This is Exercise 4.3.14 of Robinson's "A Course in the Theory of Groups (Second Edition)". According to Approach0, it is new to MSE.
The Details:
Let $p$ be prime. A $p$-group is a group all of whose elements have a $p$ power order.
On page 12 of Robinson's book,
A torsion group [. . .] is a group all of whose elements have finite order.
On page 94, ibid.,
An element $g$ of an abelian group $G$ is said to be divisible in $G$ by a positive integer $m$ if $g=mg_1$ for some $g_1$ in $G$. [. . .]
An abelian group $G$ is said to be divisible of each element is divisible by every positive integer.
On page 106, ibid.,
A subgroup $H$ of an abelian group $G$ is called pure if
$$nG\cap H=nH$$
for all integers $n\ge 0$.
On page 107, ibid.,
Let $G$ be an abelian torsion group. A subgroup $B$ is called a basic subgroup if it is pure in $G$, it is the direct sum of cyclic groups, and $G/B$ is divisible.
On page 108, ibid.,
An additively written group is called bounded if its elements have boundedly finite orders.
The Question:
(Kulikov) Prove that an abelian torsion group has a unique basic subgroup if and only if it is divisible or bounded. [Hint: Let $B$ be the unique basic subgroup of the $p$-group $G$. Write $B=\langle x\rangle \oplus B_1$ and show that $G=\langle x\rangle \oplus G_1$ for some $G_1$. If $a\in G_1$ and $\lvert a\rvert\le\lvert x\rvert$, prove that the assignments $x\mapsto xa$ and $g_1\mapsto g_1$, $(g_1\in G_1)$, determine an automorphism of $G$. Deduce that $a\in B$.]
Thoughts:
The hint, in essence, I think, suggests that I use Exercise 4.3.8. I asked about that exercise here earlier:
Let $G$ be an abelian torsion group.
$\Rightarrow$
Suppose $B$ is a unique basic subgroup of $G$.

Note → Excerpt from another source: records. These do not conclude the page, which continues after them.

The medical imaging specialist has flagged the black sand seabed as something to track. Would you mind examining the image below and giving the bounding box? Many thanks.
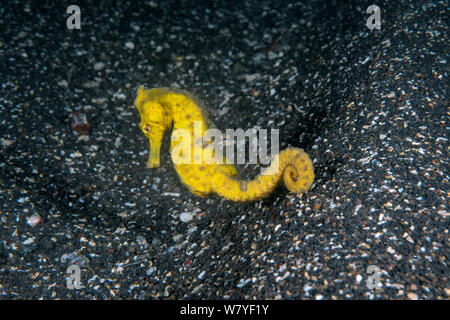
[0,0,450,299]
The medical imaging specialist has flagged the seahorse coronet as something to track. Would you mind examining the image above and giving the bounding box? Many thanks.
[135,86,314,202]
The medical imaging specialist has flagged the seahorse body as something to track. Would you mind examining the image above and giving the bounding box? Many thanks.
[135,86,314,202]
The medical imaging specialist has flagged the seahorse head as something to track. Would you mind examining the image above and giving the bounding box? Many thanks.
[135,86,173,168]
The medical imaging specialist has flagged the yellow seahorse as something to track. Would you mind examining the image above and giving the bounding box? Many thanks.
[135,86,314,202]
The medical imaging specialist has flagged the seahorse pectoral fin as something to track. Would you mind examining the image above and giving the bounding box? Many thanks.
[147,136,162,168]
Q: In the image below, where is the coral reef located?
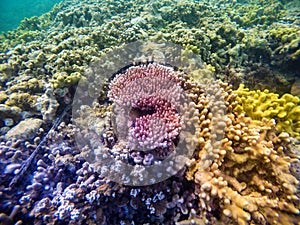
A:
[0,0,300,225]
[186,81,300,224]
[234,85,300,139]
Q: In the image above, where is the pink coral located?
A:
[108,63,183,150]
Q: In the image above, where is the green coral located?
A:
[50,72,81,89]
[5,93,36,111]
[9,78,43,93]
[234,85,300,139]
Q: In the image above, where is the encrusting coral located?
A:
[234,85,300,139]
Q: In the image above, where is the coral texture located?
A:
[186,82,300,225]
[108,63,182,150]
[234,85,300,139]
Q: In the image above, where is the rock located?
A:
[5,118,43,140]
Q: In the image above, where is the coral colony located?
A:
[0,0,300,225]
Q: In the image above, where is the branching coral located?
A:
[186,82,300,225]
[234,85,300,138]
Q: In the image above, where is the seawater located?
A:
[0,0,62,32]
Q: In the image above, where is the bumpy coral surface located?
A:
[234,85,300,139]
[0,0,300,225]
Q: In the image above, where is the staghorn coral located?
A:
[234,85,300,138]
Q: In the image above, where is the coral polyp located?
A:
[108,63,183,150]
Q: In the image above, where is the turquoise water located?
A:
[0,0,61,32]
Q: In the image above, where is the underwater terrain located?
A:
[0,0,300,225]
[0,0,61,32]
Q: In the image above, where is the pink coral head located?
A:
[108,63,183,150]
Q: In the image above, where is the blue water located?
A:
[0,0,62,32]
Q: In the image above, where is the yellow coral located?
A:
[50,72,81,89]
[186,82,300,225]
[234,84,300,138]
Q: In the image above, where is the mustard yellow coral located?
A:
[234,84,300,139]
[186,81,300,225]
[50,72,81,89]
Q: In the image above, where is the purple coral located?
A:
[108,63,182,150]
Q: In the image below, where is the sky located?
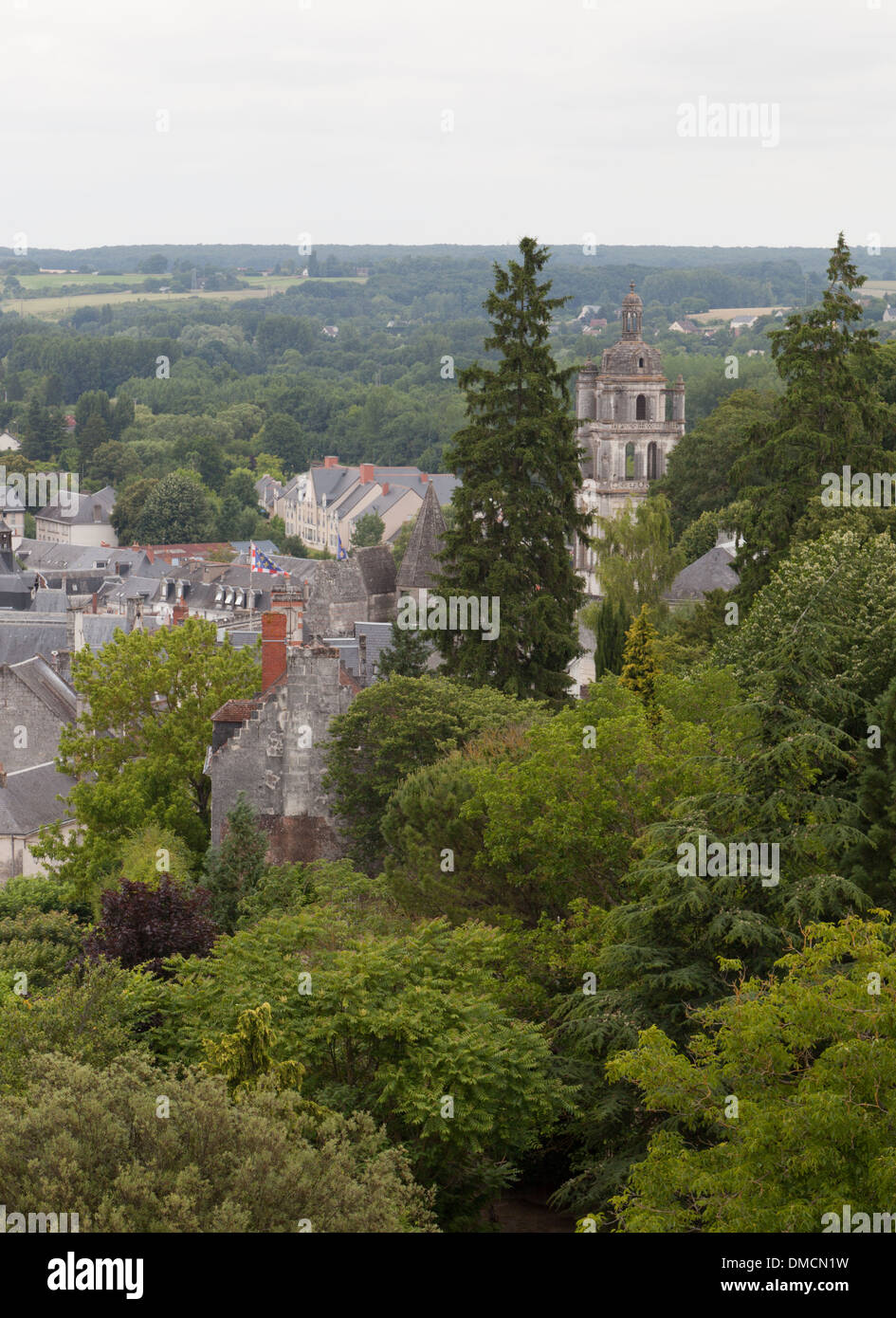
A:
[0,0,896,247]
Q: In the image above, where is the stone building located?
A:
[0,655,78,774]
[575,284,684,595]
[206,609,359,865]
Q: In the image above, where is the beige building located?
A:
[34,485,119,548]
[274,457,457,554]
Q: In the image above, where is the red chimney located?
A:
[261,612,286,690]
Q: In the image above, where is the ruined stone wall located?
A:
[210,646,352,865]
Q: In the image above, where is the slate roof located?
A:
[10,655,78,723]
[0,760,75,837]
[663,544,741,599]
[396,483,446,591]
[37,485,115,526]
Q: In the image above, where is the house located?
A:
[0,472,25,550]
[274,455,459,554]
[0,760,77,883]
[0,655,78,773]
[34,485,119,547]
[663,544,741,609]
[206,611,359,865]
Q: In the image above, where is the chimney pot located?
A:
[261,611,286,690]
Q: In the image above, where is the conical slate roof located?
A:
[396,481,446,591]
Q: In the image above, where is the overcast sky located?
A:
[0,0,896,247]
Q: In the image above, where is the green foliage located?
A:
[324,676,537,872]
[378,622,430,677]
[0,1053,433,1234]
[0,961,156,1095]
[36,618,261,900]
[437,239,585,700]
[0,906,83,995]
[619,605,657,721]
[352,513,386,550]
[609,917,896,1233]
[731,233,890,599]
[592,494,684,617]
[150,905,567,1228]
[203,792,267,933]
[137,469,215,544]
[717,527,896,736]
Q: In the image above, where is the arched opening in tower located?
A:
[647,440,656,481]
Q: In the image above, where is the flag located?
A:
[249,540,288,576]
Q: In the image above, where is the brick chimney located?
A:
[261,611,287,690]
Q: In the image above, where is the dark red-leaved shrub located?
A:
[84,874,220,976]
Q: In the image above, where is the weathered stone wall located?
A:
[0,667,62,774]
[210,646,352,863]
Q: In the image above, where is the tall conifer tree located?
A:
[437,239,586,700]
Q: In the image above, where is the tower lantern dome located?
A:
[622,280,645,340]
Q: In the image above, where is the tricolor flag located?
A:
[249,540,288,576]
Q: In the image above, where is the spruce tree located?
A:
[731,233,889,599]
[619,604,659,721]
[376,622,430,677]
[203,792,267,933]
[437,239,586,700]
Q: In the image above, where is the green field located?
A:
[0,274,368,320]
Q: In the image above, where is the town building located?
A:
[574,284,686,595]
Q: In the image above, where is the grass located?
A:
[0,274,368,320]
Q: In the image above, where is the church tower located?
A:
[575,284,684,595]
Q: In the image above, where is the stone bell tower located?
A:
[575,284,684,595]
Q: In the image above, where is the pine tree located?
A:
[731,233,889,599]
[619,604,659,720]
[378,622,430,677]
[437,239,585,700]
[203,792,267,933]
[594,599,631,677]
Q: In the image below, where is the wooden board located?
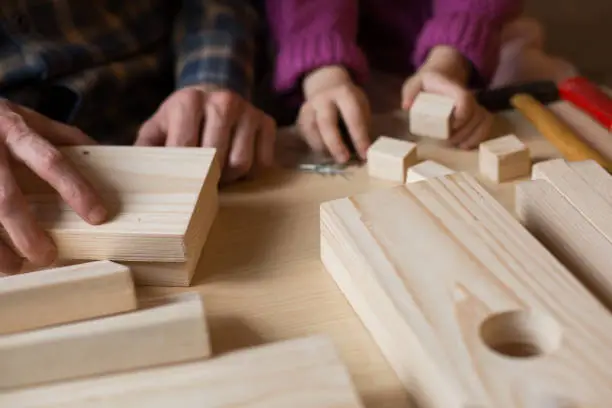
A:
[0,294,211,390]
[320,173,612,408]
[0,337,362,408]
[10,146,219,262]
[0,261,137,334]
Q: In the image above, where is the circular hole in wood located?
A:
[480,310,562,358]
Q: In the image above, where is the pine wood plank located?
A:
[321,173,612,408]
[0,261,137,334]
[0,293,210,390]
[0,337,363,408]
[9,146,219,262]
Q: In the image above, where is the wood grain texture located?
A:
[478,135,531,183]
[511,95,612,170]
[0,337,362,408]
[367,136,418,183]
[409,92,455,140]
[549,102,612,162]
[0,261,137,334]
[321,173,612,408]
[406,160,455,183]
[10,146,219,262]
[516,175,612,310]
[0,294,211,390]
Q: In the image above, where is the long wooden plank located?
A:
[10,146,220,262]
[0,337,363,408]
[0,261,137,334]
[515,178,612,310]
[0,293,210,390]
[321,174,612,408]
[532,159,612,242]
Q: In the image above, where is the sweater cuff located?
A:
[413,13,501,86]
[274,35,369,93]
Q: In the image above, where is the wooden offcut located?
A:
[0,293,211,390]
[478,135,531,183]
[0,261,137,334]
[9,146,219,262]
[409,92,455,139]
[367,136,417,183]
[0,337,363,408]
[406,160,455,183]
[321,173,612,408]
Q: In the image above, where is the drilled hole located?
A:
[480,311,562,358]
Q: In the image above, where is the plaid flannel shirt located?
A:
[0,0,257,143]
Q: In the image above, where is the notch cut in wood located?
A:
[409,92,455,140]
[3,146,220,262]
[321,173,612,408]
[0,261,137,334]
[478,135,531,183]
[0,337,363,408]
[367,136,418,183]
[406,160,455,183]
[0,293,211,390]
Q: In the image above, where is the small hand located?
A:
[298,67,371,163]
[136,86,276,182]
[0,100,107,273]
[402,48,493,149]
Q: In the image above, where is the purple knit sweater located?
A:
[266,0,523,93]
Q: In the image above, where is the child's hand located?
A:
[402,50,493,149]
[298,66,370,163]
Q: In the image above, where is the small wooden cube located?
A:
[478,135,531,183]
[409,92,455,140]
[367,136,417,183]
[406,160,455,184]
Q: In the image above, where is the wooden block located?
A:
[409,92,455,139]
[368,136,417,183]
[321,173,612,408]
[0,337,363,408]
[7,146,219,262]
[515,178,612,309]
[0,293,211,390]
[478,135,531,183]
[0,261,137,334]
[406,160,455,183]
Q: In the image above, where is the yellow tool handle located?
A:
[510,94,612,171]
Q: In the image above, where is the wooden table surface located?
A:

What allows us to assume $G$ is a $p$-group, following the hint?
$\Leftarrow$
It seems natural to use the following logical equivalence:
$$((D\lor B)\to U)\leftrightarrow ((D\to U)\land (B\to U)).$$
- $(D\implies U)$
Suppose $G$ is divisible. Then for all $g\in G$ we have for all $m\in\Bbb N$ there exists an $h\in G$ with
$$g=mh.$$
What do I do next? I have nothing nontrivial to add.
- $(B\implies U)$
Let $G$ be bounded. Then each $g\in G$ has boundedly finite order.
This is a stronger assertion than saying $G$ is a torsion group.
Again, I have nothing nontrivial to add.
I have skipped a few exercises from Section 4.3 of the book. This is primarily because I have spent too much time on the set; I forgot too much of what came before and I began to lose patience in myself. I chose this exercise because it seems interesting and I have experience with a similar problem (see above).
If I had more time, I think I could solve this myself. There's a lot going on in my life at the moment, though, so I cannot devote too much to one exercise, especially considering that the exercise is not marked as being referred to later on in the text.
Please help :)
This is a CW answer adapting the comments by @DavidA.Craven above.
For bounded groups $G$, if $B\le G$ and $G/B$ is divisible (and bounded), then $G/B=1$. Thus $B=G$ and hence is unique.
Every quotient of a divisible group is divisible (if $x=n\cdot y$ then $x+H=n\cdot(y+H)$), so if $G$ is torsion divisible, we need that it has no non-trivial basic subgroups $B$. But torsion divisible groups are direct sums of quasicyclic groups (4.1.5), and pure subgroups are just direct summands by Exercise 4.3.3. Quasicyclic subgroups are not sums of cyclic subgroups, so $B=1.$
Finally, I know Sylow's theorem is still not allowed, but for torsion abelian groups the set of all elements of order a power of $p$ is a subgroup, and a torsion group is the direct sum of these over all $p$. I'm sure Robinson uses this all the time. If $G=\oplus_pG_p$ has a unique basic subgroup $B$, then $B=\oplus_pB_p$, and so the question is whether $B_p$ is basic in $G_p$. Clearly it is a sum of cyclic groups, $G_p/B_p$ is divisible, and so pure is all that is needed. This is also clear from the fact that $B$ is pure in $G$.